« March 2017 | Main | May 2017 »

Reorientation in the French election

Financial Times has this chart up about the voters for the National Front, which is Marie Le Pen's party.


I find the chart very hard to decipher, even though I usually like the dot plot format.

The first thing to figure out is not visual. It's a definition of the data. The average voter represents those who voted in the 2015 regional election. The National Front voters are those who intended to vote in 2015, and these are sub-divided into "loyal" and "new" voters. All it takes one to be "loyal" is to have voted for the National Front in 2012; all others are "new."

All of the above information you pick up primarily from the footnotes, combined with various parts of the title, and legend. Similarly, you also learn that FN is the acronym for National Front.


 This following version is clearer:


The new version mostly just re-orients the original chart, turning it on its side. It's quite surprising how much better I feel about it. I think it's because the message is primarily about the relative ages, and in the original chart, aging is portrayed downwards, which is not natural.

Sorting out what's meaningful and what's not

A few weeks ago, the New York Times Upshot team published a set of charts exploring the relationship between school quality, home prices and commute times in different regions of the country. The following is the chart for the New York/New Jersey region. (The article and complete data visualization is here.)


This chart is primarily a scatter plot of home prices against school quality, which is represented by average test scores. The designer wants to explore the decision to live in the so-called central city versus the decision to live in the suburbs, hence the centering of the chart about New York City. Further, the colors of the dots represent the average commute times, which are divided into two broad categories (under/over 30 minutes). The dots also have different sizes, which I presume measures the populations of each district (but there is no legend for this).

This data visualization has generated some negative reviews, and so has the underlying analysis. In a related post on the sister blog, I discuss the underlying statistical issues. For this post, I focus on the data visualization.


One positive about this chart is the designer has a very focused question in mind - the choice between living in the central city or living in the suburbs. The line scatter has the effect of highlighting this particular question.

Boy, those lines are puzzling.

Each line connects New York City to a specific school district. The slope of the line is, nominally, the trade-off between home price and school quality. The slope is the change in home prices for each unit shift in school quality. But these lines don't really measure that tradeoff because the slopes span too wide a range.

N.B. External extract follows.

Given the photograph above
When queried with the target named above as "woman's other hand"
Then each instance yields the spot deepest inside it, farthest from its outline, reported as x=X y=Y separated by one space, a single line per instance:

The average person should have a relatively fixed home-price-to-school-quality trade-off. If we could estimate this average trade-off, it should be represented by a single slope (with a small cone of error around it). The wide range of slopes actually undermines this chart, as it demonstrates that there are many other variables that factor into the decision. Other factors are causing the average trade-off coefficient to vary so widely.


The line scatter is confusing for a different reason. It reminds readers of a flight route map. For example:


The first instinct may be to interpret the locations on the home-price-school-quality plot as geographical. Such misinterpretation is reinforced by the third factor being commute time.

Additionally, on an interactive chart, it is typical to hide the data labels behind mouseovers or clicks. I like the fact that the designer identifies some interesting locales by name without requiring a click. However, one slight oversight is the absence of data labels for NYC. There is nothing to click on to reveal the commute/population/etc. data for central cities.


In the sister blog post, I mentioned another difficulty - most of the neighborhoods are situated to the right and below New York City, challenging the notion of a "trade-off" between home price and school quality. It appears as if most people can spend less on housing and also send kids to better schools by moving out of NYC.

In the New York region, commute times may be the stronger factor relative to school quality. Perhaps families chose NYC because they value shorter commute times more than better school quality. Or, perhaps the improvement in school quality is not sufficient to overcome the negative of a much longer commute. The effect of commute times is hard to discern on the scatter plot as it is coded into the colors.


A more subtle issue can be seen when comparing San Francisco and Boston regions:


One key insight is that San Francisco homes are on average twice as expensive as Boston homes. Also, the variability of home prices is much higher in San Francisco. By using the same vertical scale on both charts, the designer makes this insight clear.

But what about the horizontal scale? There isn't any explanation of this grade-level scale. It appears that the central cities have close to average grade level in each chart so it seems that each region is individually centered. Otherwise, I'd expect to see more variability in the horizontal dots across regions.

If one scale is fixed across regions, and the other scale is adapted to each region, then we shouldn't compare the slopes across regions. The fact that the lines are generally steeper in the San Francisco chart may be an artifact of the way the scales are treated.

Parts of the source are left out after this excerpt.